Set up three things before running it. First, create a CLAUDE.md file at the project root explaining the domain, sacred behaviors, and which test commands to run. Second, give it a single clear prompt with constraints, like preserve all behaviors and run tests after each file. Third, work on a clean git branch so you can discard the run if it goes wrong.

Why does the CLAUDE.md context file matter?

The CLAUDE.md file is what determines whether the agent executes correctly or guesses. If your context file is vague about the domain, constraints, and sacred behaviors, the agent will hallucinate decisions. If it specifies exactly what the system does and which behaviors must be preserved, the agent executes reliably. Writing good context files is described as the new senior engineering skill, replacing typing speed.

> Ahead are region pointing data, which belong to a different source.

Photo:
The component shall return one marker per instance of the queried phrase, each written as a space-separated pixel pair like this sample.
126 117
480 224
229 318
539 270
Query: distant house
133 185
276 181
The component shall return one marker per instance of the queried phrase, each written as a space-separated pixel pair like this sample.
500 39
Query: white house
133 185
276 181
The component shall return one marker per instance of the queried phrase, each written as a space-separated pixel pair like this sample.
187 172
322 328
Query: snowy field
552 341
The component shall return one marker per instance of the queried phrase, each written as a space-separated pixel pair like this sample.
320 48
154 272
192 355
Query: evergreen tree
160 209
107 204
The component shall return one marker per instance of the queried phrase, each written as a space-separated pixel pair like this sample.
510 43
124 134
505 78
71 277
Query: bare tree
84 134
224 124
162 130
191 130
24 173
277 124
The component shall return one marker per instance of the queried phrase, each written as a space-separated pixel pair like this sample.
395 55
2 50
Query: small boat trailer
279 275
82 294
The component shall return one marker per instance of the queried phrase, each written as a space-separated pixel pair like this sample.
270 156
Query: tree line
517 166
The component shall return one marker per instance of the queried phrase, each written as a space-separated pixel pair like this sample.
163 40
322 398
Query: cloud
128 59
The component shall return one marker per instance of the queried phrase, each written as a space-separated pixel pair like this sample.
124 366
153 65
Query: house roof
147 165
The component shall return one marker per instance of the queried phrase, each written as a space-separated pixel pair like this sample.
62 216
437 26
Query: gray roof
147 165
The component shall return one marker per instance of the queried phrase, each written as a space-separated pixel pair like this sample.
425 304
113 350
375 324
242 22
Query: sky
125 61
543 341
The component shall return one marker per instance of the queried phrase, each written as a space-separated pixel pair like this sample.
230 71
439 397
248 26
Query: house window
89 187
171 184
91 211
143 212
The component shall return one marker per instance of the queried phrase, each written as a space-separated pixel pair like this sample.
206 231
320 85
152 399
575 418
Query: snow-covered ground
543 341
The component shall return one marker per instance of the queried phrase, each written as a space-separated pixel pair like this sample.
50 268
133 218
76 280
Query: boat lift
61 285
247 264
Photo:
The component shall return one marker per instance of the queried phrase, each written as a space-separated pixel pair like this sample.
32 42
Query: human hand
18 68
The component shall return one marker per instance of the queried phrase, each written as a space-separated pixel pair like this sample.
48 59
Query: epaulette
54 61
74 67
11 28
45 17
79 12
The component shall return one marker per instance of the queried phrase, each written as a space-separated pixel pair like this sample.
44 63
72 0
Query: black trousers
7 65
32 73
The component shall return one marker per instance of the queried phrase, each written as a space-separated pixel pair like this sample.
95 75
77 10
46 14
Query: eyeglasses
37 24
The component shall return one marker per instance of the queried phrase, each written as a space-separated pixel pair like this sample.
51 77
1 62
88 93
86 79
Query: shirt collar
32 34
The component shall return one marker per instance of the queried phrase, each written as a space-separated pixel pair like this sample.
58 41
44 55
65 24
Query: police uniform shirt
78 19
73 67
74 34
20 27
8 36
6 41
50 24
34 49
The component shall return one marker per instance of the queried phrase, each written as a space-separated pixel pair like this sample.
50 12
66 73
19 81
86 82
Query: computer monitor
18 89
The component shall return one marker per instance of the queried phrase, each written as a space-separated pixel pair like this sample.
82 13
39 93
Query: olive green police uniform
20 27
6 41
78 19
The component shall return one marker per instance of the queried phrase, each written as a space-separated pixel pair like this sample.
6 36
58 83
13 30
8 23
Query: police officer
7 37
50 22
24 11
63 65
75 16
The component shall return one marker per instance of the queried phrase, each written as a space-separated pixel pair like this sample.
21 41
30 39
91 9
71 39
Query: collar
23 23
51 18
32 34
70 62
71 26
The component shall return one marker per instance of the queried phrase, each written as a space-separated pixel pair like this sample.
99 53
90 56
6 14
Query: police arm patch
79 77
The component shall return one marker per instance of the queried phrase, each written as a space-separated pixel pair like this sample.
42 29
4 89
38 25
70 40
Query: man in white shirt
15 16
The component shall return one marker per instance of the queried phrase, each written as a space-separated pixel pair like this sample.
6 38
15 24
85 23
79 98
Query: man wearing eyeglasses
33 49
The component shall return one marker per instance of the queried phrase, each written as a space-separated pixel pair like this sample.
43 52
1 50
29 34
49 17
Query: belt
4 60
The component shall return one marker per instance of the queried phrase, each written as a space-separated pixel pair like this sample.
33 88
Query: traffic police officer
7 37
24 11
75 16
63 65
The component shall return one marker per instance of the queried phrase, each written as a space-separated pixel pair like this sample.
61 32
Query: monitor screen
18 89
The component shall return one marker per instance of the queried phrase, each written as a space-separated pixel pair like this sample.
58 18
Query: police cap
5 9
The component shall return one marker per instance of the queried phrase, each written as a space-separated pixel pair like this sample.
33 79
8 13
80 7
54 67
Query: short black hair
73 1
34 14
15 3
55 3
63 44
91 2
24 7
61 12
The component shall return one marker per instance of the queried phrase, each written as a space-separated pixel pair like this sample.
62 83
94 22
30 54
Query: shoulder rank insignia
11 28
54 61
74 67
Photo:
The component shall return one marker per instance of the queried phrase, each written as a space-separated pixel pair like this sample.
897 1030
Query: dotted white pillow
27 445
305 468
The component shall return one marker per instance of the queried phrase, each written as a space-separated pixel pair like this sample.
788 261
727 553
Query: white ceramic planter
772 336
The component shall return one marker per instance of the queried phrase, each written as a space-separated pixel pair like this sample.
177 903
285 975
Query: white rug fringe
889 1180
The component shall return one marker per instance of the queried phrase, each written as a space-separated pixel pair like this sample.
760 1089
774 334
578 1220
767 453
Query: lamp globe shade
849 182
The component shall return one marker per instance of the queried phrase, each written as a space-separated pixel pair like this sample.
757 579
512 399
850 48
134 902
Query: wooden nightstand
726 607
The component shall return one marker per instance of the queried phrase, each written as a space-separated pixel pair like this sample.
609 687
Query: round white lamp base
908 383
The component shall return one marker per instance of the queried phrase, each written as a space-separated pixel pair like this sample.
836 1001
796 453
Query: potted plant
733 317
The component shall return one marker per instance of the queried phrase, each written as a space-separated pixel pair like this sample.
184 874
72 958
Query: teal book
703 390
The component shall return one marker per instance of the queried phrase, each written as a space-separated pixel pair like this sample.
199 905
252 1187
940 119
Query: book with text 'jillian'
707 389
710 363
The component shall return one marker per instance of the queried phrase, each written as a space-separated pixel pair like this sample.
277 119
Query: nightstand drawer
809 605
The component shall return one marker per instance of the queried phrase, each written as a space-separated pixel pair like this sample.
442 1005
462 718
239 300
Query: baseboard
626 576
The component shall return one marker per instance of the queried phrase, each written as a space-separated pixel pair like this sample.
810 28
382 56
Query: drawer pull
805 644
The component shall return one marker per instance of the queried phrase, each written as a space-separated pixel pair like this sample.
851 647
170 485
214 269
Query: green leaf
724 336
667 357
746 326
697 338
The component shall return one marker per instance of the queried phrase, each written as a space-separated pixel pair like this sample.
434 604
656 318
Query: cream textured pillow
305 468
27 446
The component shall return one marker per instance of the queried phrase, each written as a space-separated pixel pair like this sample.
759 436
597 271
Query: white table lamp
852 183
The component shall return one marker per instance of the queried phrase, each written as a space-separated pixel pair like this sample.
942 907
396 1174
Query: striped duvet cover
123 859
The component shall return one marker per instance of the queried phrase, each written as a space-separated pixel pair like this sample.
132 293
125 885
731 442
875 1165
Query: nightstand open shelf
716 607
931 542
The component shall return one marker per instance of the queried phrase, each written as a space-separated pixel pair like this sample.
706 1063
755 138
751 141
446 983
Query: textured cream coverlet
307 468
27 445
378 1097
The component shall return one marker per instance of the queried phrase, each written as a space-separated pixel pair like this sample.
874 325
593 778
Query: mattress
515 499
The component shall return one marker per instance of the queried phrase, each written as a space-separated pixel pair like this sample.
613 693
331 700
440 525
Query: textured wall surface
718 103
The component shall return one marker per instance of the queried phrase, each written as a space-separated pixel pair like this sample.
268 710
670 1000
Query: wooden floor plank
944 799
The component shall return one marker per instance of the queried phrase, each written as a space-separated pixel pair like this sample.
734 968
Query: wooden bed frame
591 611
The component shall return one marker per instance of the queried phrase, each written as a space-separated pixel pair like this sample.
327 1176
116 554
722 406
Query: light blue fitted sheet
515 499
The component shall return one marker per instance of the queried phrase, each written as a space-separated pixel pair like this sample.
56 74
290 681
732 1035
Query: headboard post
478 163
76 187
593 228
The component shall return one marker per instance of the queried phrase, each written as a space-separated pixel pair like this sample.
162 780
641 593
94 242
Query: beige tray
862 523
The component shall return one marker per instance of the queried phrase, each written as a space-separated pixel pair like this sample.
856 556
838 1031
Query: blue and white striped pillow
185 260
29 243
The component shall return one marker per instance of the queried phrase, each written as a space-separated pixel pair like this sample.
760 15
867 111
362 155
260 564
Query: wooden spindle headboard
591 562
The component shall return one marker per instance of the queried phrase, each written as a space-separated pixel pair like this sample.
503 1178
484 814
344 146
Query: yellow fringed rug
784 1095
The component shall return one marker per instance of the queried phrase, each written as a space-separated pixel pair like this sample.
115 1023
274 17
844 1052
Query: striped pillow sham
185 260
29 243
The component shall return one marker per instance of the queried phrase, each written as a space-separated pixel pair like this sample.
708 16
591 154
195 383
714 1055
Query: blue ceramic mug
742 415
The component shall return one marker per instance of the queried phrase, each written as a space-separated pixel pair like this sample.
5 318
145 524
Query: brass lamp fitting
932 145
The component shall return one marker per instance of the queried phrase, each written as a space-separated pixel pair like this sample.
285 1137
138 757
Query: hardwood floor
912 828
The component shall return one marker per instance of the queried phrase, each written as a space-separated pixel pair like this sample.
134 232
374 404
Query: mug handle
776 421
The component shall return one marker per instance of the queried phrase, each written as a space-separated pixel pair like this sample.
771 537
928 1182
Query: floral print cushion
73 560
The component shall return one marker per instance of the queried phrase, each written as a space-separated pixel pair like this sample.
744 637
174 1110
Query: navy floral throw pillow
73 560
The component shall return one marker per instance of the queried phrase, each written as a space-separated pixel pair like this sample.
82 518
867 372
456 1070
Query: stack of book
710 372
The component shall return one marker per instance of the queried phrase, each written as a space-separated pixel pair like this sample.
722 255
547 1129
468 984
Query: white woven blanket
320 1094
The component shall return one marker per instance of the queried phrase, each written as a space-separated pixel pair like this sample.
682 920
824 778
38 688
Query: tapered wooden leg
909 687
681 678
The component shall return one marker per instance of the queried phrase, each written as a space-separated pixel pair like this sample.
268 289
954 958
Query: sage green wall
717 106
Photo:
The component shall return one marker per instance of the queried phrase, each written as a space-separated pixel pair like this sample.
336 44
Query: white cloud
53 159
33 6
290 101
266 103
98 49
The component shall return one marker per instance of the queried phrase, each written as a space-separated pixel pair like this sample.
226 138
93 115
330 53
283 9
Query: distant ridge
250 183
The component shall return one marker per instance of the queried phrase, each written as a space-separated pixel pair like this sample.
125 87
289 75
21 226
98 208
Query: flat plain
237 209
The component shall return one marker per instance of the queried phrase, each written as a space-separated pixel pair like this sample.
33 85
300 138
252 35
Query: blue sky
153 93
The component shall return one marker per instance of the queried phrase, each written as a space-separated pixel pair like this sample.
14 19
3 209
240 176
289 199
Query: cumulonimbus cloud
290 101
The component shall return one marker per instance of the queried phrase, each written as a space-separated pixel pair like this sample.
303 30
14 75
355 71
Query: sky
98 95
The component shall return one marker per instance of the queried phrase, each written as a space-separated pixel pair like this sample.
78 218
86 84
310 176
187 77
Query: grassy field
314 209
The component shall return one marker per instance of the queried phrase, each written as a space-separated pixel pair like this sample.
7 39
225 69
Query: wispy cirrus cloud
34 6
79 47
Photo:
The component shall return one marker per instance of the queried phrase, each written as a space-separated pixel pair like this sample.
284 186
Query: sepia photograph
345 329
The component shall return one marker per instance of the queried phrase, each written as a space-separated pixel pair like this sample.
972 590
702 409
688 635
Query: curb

What are the limits of Claude Code?

Claude Code still hallucinates library APIs sometimes, calling functions that don't exist, which you only catch when tests fail. It requires guardrails: a clean git branch, a working test suite, and tasks small enough that one failure won't poison the whole run. It also costs tokens, which adds up on large refactors, and it cannot replace understanding your own system.

How does Claude Code change a developer's workflow?

You stop writing code directly and instead review pull requests from an agent. The valuable skills become writing clear context files and carefully reading diffs, not typing speed. A second-order effect for small teams is parallelism: a single developer can run Claude Code across multiple repositories in separate tmux panes simultaneously, acting as the reviewer for refactors, test writing, and migrations happening at the same time.